La troisième partie du programme sera dédiée à l’accueil des visiteurs et des activités administratives de l’association en général. Ce bâtiment permettra de centraliser l’activité sur le site du Conservatoire et d’accroître l’efficacité de l’association.
Un effort particulier sera fait pour l’accessibilité handicapé et l’aménagement pédagogique relatif aux équipements permettant l’atteinte des différentes cibles énergétiques. Ainsi, à titre d’exemple, seront mis en avant les matériaux et la gestion énergétique déployée sur le chantier; la production d’énergie verte, les méthodes d’optimisation énergétique employées, les systèmes de récupération d’eau utilisée, mais aussi l’orientation des bâtiments pour la qualité de l’éclairage ou encore les précautions prises pour la qualité de l’air intérieur. Les principes de la Qualité Environnementale du Bâtiment seront mis en avant et permettront d’insérer notre projet de bâtiments dans nos programmes d’Éducation à l’Environnement et au Développement Durable.

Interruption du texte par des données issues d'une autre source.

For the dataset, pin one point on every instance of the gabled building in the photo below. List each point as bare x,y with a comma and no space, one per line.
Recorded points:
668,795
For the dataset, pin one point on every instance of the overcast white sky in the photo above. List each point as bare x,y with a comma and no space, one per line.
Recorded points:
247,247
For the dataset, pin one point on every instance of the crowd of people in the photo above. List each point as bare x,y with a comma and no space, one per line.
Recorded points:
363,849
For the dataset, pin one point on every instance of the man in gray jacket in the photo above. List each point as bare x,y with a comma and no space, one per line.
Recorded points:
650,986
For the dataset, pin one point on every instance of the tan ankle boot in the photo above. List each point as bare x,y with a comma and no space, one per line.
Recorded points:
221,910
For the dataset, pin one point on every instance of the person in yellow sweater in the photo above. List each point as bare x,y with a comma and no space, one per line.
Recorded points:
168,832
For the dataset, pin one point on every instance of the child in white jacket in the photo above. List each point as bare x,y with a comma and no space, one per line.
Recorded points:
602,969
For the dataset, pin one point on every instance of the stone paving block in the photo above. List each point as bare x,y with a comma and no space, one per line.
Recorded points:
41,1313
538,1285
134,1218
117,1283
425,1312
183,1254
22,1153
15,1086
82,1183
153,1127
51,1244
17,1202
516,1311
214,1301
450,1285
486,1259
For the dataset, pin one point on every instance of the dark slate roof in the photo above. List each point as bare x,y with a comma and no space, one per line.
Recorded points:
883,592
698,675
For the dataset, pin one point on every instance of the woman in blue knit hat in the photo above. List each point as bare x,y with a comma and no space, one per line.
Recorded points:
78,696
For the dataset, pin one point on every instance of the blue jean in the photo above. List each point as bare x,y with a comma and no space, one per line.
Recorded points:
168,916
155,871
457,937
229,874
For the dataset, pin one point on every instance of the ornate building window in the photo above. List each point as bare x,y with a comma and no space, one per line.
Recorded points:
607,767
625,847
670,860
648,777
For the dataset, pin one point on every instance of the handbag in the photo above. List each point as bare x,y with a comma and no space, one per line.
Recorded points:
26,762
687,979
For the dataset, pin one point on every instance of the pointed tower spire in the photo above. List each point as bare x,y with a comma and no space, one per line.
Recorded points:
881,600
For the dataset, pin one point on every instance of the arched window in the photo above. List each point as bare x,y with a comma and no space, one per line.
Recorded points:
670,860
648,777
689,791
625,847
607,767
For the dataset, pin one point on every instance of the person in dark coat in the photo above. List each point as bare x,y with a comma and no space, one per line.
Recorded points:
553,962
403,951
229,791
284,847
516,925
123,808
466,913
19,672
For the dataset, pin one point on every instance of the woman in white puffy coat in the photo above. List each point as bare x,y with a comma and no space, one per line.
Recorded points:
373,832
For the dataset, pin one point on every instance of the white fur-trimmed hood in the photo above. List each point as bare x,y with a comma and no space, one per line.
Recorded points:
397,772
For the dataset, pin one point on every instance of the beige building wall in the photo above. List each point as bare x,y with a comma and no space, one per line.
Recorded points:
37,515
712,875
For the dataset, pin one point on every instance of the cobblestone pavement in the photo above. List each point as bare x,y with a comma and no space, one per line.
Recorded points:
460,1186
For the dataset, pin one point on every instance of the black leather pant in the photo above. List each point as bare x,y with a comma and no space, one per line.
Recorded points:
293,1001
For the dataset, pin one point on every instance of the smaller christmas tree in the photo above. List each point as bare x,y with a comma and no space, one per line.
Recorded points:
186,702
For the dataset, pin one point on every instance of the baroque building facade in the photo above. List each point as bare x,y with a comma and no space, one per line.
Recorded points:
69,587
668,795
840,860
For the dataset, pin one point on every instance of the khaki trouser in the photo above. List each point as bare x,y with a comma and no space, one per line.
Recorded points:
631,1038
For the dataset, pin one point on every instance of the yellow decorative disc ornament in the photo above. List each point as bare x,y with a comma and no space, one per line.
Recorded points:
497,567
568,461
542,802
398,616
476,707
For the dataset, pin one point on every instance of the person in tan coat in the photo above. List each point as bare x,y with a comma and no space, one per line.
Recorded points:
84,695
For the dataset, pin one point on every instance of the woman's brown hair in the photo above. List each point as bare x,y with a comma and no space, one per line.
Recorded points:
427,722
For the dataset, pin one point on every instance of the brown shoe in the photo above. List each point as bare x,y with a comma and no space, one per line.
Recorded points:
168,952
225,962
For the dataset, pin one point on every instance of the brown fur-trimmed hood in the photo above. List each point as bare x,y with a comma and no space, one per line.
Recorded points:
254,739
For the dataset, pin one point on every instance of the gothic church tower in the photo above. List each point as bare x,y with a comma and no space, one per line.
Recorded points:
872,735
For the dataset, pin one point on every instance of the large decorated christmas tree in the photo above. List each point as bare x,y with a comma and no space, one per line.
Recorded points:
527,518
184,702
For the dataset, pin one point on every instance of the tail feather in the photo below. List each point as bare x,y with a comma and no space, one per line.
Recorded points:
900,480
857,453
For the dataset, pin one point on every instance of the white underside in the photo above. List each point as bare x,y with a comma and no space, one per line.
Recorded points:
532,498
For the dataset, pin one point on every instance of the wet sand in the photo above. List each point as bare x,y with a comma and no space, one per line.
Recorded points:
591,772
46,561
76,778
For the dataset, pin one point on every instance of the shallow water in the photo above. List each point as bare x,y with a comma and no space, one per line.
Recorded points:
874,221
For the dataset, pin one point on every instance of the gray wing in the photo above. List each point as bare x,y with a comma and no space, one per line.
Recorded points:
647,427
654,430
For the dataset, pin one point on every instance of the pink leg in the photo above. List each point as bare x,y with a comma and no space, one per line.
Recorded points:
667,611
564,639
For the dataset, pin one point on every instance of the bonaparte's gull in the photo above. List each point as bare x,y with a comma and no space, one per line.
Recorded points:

Il s’agira d’une construction à ossature bois. Le choix du bois comme matériau permettra notamment d’optimiser les performances énergétiques du bâtiment, mais aussi de privilégier les énergies « grises » et de mettre en place un chantier sec et peu impactant pour l’environnement. La bonne tenue au feu, la grande souplesse architecturale, l’évolutivité ainsi que la réduction des exigences en termes de fondations font du bois un excellent matériau d’éco construction.